Les réactions de la société civile au message du Patriarche, qui est sans précédent dans l’histoire récente des relations Église-État en Roumanie, ont été nombreuses, rapides, et extrêmement acides. Elles sont principalement réparties en deux catégories : commentaires critiques à l’égard du Patriarche, de l’Église orthodoxe roumaine et des fidèles orthodoxe (un journaliste bien connu a même comparé les croyants orthodoxes à du bétail), et commentaires manifestement favorables. Un troisième type de commentaire attire l’attention sur le fait que le fond de ce conflit n’est pas d’ordre religieux, mais politique, compte tenu de l’approche des élections législatives prévues pour le 6 décembre 2020.

Le serment d’allégeance des élus locaux

La reprise des mandats par les nouveaux élus locaux a réactivé une controverse ancienne liée au serment d’allégeance que tous les dignitaires sont obligés de prêter lors de leur prise de fonctions.
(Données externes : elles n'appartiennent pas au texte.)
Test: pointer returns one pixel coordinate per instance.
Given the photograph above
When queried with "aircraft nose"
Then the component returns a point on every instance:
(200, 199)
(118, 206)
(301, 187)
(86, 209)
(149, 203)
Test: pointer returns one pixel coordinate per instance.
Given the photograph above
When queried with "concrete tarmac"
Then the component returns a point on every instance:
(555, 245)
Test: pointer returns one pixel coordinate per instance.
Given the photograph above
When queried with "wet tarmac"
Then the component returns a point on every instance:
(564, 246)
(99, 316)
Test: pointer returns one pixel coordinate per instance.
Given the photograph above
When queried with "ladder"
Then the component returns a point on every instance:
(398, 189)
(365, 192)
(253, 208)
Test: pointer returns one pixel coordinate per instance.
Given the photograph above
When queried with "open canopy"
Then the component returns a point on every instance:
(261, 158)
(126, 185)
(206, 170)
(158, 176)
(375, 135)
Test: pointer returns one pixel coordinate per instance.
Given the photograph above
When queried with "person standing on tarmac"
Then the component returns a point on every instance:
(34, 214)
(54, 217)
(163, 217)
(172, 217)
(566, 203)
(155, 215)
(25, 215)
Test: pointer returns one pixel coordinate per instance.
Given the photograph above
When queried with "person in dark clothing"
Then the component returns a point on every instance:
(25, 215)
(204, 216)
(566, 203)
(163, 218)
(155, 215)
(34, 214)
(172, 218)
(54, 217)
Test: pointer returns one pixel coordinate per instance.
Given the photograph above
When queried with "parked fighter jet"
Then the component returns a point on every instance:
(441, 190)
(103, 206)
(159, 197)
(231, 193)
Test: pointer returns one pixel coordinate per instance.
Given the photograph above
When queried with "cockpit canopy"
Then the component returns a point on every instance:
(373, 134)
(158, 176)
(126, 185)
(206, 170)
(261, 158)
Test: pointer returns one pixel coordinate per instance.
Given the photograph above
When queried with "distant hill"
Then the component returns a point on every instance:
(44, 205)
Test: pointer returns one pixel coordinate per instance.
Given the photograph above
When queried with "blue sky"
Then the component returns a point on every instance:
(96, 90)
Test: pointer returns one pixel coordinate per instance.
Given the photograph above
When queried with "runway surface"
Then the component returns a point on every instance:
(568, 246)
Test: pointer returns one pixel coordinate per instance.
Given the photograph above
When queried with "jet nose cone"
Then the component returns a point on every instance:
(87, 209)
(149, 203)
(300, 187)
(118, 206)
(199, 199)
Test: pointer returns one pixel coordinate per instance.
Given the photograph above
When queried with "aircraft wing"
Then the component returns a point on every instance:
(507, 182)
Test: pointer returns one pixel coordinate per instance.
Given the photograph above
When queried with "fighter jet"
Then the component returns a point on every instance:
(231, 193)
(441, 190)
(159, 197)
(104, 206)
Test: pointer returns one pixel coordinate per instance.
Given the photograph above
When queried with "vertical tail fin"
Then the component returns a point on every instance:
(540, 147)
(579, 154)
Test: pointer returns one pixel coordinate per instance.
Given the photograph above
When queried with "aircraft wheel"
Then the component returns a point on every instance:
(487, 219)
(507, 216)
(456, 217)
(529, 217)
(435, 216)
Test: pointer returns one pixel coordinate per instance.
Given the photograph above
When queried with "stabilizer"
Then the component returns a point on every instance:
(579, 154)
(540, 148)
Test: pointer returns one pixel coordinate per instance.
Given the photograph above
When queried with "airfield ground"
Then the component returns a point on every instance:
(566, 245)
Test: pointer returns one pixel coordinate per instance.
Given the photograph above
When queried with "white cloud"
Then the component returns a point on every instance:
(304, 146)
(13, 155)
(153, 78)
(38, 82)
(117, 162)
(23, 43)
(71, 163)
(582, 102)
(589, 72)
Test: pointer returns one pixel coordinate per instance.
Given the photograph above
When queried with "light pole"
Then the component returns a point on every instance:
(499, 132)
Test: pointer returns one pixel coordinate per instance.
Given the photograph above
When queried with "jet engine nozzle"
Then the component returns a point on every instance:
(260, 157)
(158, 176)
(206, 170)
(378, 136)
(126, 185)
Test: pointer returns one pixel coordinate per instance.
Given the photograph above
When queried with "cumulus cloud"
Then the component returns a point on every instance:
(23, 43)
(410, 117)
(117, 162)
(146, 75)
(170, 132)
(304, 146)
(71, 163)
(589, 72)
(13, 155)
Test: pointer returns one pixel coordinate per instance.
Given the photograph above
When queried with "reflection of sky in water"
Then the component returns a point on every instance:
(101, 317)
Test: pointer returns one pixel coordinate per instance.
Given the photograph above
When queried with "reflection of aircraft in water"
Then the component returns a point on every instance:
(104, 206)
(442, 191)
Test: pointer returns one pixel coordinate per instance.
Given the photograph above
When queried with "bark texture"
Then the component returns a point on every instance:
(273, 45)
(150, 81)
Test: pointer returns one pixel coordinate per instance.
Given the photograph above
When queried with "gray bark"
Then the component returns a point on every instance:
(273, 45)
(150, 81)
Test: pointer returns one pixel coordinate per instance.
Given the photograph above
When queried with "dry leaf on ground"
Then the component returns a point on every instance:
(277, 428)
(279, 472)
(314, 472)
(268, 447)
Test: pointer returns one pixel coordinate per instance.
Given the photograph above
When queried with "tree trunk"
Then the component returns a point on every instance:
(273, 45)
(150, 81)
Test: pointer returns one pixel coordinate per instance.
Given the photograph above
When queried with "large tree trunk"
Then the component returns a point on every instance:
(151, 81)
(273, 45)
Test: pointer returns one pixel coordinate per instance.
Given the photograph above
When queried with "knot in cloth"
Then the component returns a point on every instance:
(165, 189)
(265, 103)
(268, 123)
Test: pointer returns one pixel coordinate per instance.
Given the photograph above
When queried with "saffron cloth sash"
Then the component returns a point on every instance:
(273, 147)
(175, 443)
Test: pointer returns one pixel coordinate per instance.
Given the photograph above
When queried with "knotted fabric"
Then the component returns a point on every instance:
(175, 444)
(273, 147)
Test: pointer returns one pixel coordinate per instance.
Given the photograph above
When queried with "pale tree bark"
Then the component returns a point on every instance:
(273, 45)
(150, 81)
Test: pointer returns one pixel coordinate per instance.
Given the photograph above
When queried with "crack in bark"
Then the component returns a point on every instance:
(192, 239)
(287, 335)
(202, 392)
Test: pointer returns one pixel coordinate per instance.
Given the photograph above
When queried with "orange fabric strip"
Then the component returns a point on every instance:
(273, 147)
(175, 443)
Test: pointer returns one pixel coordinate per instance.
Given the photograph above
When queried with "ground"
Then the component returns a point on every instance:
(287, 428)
Conformément à la loi (art. 117 du Code administratif), les conseillers locaux / départementaux prêtent serment en posant la main gauche sur la Constitution ou la Bible, en disant : « Je jure de respecter la Constitution et les lois du pays et de faire en toute bonne foi ce qui est en mon pouvoir et ma compétence pour le bien des habitants du secteur / de la ville / du comté ... Que Dieu m’aide ! » La formule religieuse finale respectera la liberté des croyances religieuses, le serment peut être prêté sans utiliser cette formule.
Plusieurs conseillers locaux ou départementaux nouvellement élus, représentants d’un parti politique qui compte plus de 40 membres au parlement roumain et 8 membres au parlement européen, ont refusé dans plusieurs localités, individuellement ou en bloc, de jurer sur la Bible. À l’approche des élections législatives de décembre 2020, et puisque ce parti politique s’affirme progressiste et anti-système, le boycott présumé du serment d’allégeance a été interprété comme un message électoral anti-chrétien, dirigé contre la religion majoritaire.